乾燥後のAg合金微粉末において、色の変化がほとんどみられないものを「○」、色の変化がみられるものの完全な黒色とはなっていないものを「△」、ほぼ完全に黒色となったものを「×」と評価した。
【0038】
【0039】
SnおよびInのいずれも含有しないAg微粉末(比較例1)は、耐硫化性が低かった。
SnまたはInの一方の含有量が20質量%未満であったAg合金微粉末(比較例2~5)、SnおよびInの両方をそれぞれの添加量が0.5質量%未満であったAg合金微粉末(比較例6)は、耐硫化性が低かった。

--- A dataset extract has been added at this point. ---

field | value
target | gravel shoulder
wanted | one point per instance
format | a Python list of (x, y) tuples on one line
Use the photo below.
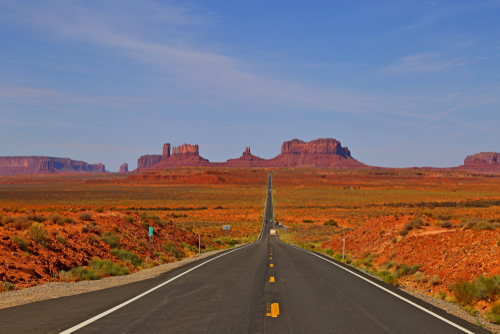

SnおよびInの添加量が50質量%を超えたAg微粉末(比較例7、8)は、作製直後に既に表面が黒色化していた。また、酸素含有量が0.1質量%を超えており、焼結性が低下した。
さらに、平均粒径が0.1μm未満であったAg微粉末(比較例9~11)は、耐硫化性が低かった。一方、平均粒径が50μmを超えたAg微粉末(比較例12~14)は、焼結性が低下した。
【0040】
これに対して、本発明例1~14はいずれも、Agを50質量%以上含有するので、外観と焼結性についてはAg微粉末(比較例1)と同等のレベルを維持しながらも、耐硫化性は優れていた。
【0041】
以上のことから、本発明例によれば、Agと同様の外観と焼結性とを有し、かつ耐硫化性に優れるAg合金の微粉末を提供することが可能となることが確認された。